His colleague, Senator Adam Schiff, added The independent: “They’ve never had more than drafts of a health care plan, and the reality is that it’s just not a priority for them.”

Speaker Mike Johnson’s caucus in the House of Representatives is a different story. The Republican chairman is convinced that the House will not vote on expanded subsidies at all, regardless of whether the Senate passes a compromise bill or not. However, the Senate has shown a willingness to ignore Johnson’s statements, recently refusing to amend a bill aimed at forcing the release of the Jeffrey Epstein files after the leader of the House of Representatives called on the chamber to do so.
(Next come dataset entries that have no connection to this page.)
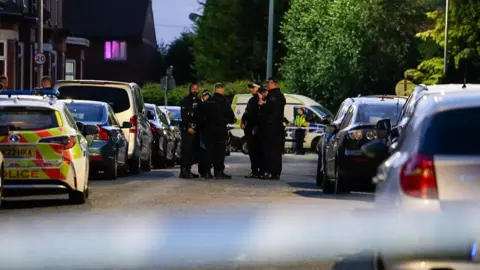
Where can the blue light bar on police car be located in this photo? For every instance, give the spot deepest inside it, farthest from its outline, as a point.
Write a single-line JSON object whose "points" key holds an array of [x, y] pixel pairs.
{"points": [[48, 92]]}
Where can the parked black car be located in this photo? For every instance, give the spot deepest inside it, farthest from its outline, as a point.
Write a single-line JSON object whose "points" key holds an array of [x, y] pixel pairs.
{"points": [[163, 143], [108, 148], [342, 165]]}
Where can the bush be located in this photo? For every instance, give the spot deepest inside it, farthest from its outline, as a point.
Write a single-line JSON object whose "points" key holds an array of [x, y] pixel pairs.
{"points": [[152, 92]]}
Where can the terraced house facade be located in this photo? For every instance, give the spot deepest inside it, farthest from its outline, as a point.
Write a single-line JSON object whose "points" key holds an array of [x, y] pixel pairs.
{"points": [[65, 54]]}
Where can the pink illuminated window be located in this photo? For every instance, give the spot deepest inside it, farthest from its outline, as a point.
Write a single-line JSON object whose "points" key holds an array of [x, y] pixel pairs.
{"points": [[115, 50]]}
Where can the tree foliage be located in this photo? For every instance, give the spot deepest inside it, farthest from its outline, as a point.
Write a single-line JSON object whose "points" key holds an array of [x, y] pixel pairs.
{"points": [[180, 55], [463, 41], [231, 38], [342, 48]]}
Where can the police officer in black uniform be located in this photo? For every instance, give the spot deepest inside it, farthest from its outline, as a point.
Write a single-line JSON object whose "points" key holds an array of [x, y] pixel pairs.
{"points": [[215, 114], [272, 114], [250, 125], [189, 106]]}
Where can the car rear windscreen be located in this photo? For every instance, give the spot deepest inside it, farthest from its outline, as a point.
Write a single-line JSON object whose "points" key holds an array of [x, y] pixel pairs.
{"points": [[115, 97], [27, 118], [453, 132], [85, 112]]}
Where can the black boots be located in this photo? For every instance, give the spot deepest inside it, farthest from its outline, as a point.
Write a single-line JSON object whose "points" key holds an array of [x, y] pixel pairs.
{"points": [[222, 175], [187, 174]]}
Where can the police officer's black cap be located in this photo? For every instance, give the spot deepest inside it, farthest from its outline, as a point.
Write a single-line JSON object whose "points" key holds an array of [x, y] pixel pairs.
{"points": [[219, 85], [255, 84]]}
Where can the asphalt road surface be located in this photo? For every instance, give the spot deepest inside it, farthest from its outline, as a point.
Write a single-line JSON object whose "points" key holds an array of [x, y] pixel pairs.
{"points": [[162, 189]]}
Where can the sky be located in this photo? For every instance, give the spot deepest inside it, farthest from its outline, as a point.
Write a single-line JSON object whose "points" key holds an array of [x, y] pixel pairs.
{"points": [[171, 17]]}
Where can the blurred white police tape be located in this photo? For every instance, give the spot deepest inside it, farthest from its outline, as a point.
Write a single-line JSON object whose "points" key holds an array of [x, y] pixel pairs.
{"points": [[281, 234]]}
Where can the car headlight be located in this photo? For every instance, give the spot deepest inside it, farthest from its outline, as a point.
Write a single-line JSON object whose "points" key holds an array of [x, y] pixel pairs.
{"points": [[355, 134], [371, 135]]}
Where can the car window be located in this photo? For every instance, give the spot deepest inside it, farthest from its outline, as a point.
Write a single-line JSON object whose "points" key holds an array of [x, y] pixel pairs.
{"points": [[87, 112], [453, 132], [70, 119], [372, 113], [114, 96], [162, 117], [348, 118], [22, 118], [112, 118]]}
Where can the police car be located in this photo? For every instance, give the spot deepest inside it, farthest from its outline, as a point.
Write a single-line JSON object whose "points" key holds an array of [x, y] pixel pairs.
{"points": [[45, 150]]}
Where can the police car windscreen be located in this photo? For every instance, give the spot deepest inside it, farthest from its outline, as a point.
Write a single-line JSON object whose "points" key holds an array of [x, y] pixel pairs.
{"points": [[84, 112], [116, 97], [26, 118], [372, 113]]}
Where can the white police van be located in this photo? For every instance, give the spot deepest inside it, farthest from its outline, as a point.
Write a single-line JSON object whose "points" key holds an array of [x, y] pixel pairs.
{"points": [[317, 116]]}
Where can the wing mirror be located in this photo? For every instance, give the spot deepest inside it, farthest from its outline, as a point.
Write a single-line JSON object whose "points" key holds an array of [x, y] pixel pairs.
{"points": [[4, 130], [376, 149], [330, 128], [126, 124], [90, 130], [150, 115], [384, 125]]}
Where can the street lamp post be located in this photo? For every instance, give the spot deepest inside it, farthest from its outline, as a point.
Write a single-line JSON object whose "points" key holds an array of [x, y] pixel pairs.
{"points": [[270, 39], [40, 39], [445, 51]]}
Even more than in the Senate, however, Johnson faces the likelihood that a sudden end to federal subsidies (without a solution implemented) could wipe out his members in blue-red districts next fall.
Johnson was sharply criticized Tuesday by one of those frontline members, Rep. Mike Lawler.
“It’s crazy,” Lawler, a Republican from New York, told reporters about Johnson’s refusal to allow votes on possible compromises with Democrats. “I’m angry at the American people. This is absolute bulls***.”
Overall, a congressional Republican Party that has worked with the White House all year is now rudderless. And a president who won office through political infamy, in part by capitalizing on American anger over affordability, appears completely oblivious to the urgency his allies feel in the face of a financial crisis impacting millions of voters at the start of an election year.